In St Asaph, I learnt how invest-to-save funds are supporting a single state-of-the-art closed circuit television control room, which will replace six separate centres and cover the whole of north Wales. I visited new capital projects that have been made possible through Welsh Assembly Government funding, such as the community-focused Trefonnen primary school in Powys. The new facility is maximising every opportunity to meet wider familyand community needs as it is being developed, and a multipurpose room has been incorporated to host activities such as parent and toddler groups, health visitor clinics and supervised family contact sessions.

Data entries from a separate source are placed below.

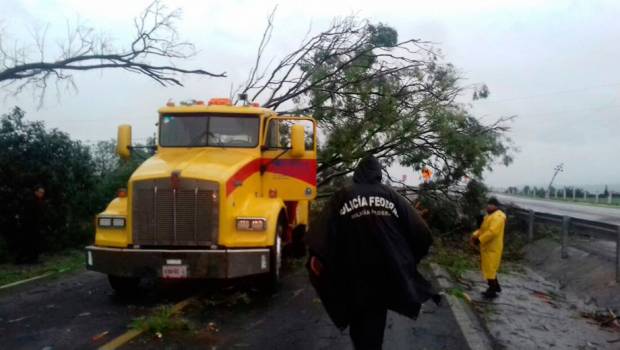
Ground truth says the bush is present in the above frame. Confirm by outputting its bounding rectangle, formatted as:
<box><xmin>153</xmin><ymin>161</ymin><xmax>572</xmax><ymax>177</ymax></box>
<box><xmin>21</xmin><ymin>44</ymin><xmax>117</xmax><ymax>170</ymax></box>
<box><xmin>0</xmin><ymin>107</ymin><xmax>95</xmax><ymax>262</ymax></box>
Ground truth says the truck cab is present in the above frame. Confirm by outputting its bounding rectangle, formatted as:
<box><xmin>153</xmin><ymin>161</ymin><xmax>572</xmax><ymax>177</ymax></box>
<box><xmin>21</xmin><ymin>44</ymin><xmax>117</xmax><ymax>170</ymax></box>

At the end of my tour, the First Minister, Deputy First Minister and I also met with private sector representatives in a meeting that centred on how we maximise the opportunities for the private sector and further develop the economic renewal programme. The clear message was that we in the Assembly Government must do all that we can to remove barriers, in particular in planning, procurement and regulation. We are committed to supporting Welsh businesses and will carry out a private sector impact assessment when preparing our budget.
Other activity complements the tour, too, including the First Minister’s ongoing discussions with the workforce partnership council, which held a very positive meeting last month. Cabinet colleagues are also engaging with the third sector through a series of meetings with the Wales Council for Voluntary Action and its member organisations.
All of this activity, coupled with tours undertaken by the First Minister and the Minister for Social Justice and Local Government, has provided extensive feedback that will help shape our approach to forthcoming budgetary decisions. In particular, the feedback underlines the importance of doing everything in our power to maximise resource for the frontline by reducing administrative costs across the system. Collaboration is key to making that happen. There has to be collaboration between the Assembly Government and our public sector and social partners, across geographical and sectoral boundaries. We are already seeing the benefits of that in health and social care, and we must take it further.
Third sector organisations, too, have a crucial role in providing high-quality services for the most vulnerable people in our society and in fulfilling the needs of specific groups and individuals. In particular, our third sector colleagues support vital prevention and early intervention services, and we must find ways to continue to support these highly valued and much-needed services.
I will be pursuing opportunities to simplify Government and reduce process costs through the efficiency and innovation board, and I know that colleagues are leading a number of key initiatives with the same goal. We can link those to develop a strong message about how the Assembly Government is working with partners to reduce the Government’s overhead and to target preventative and support services.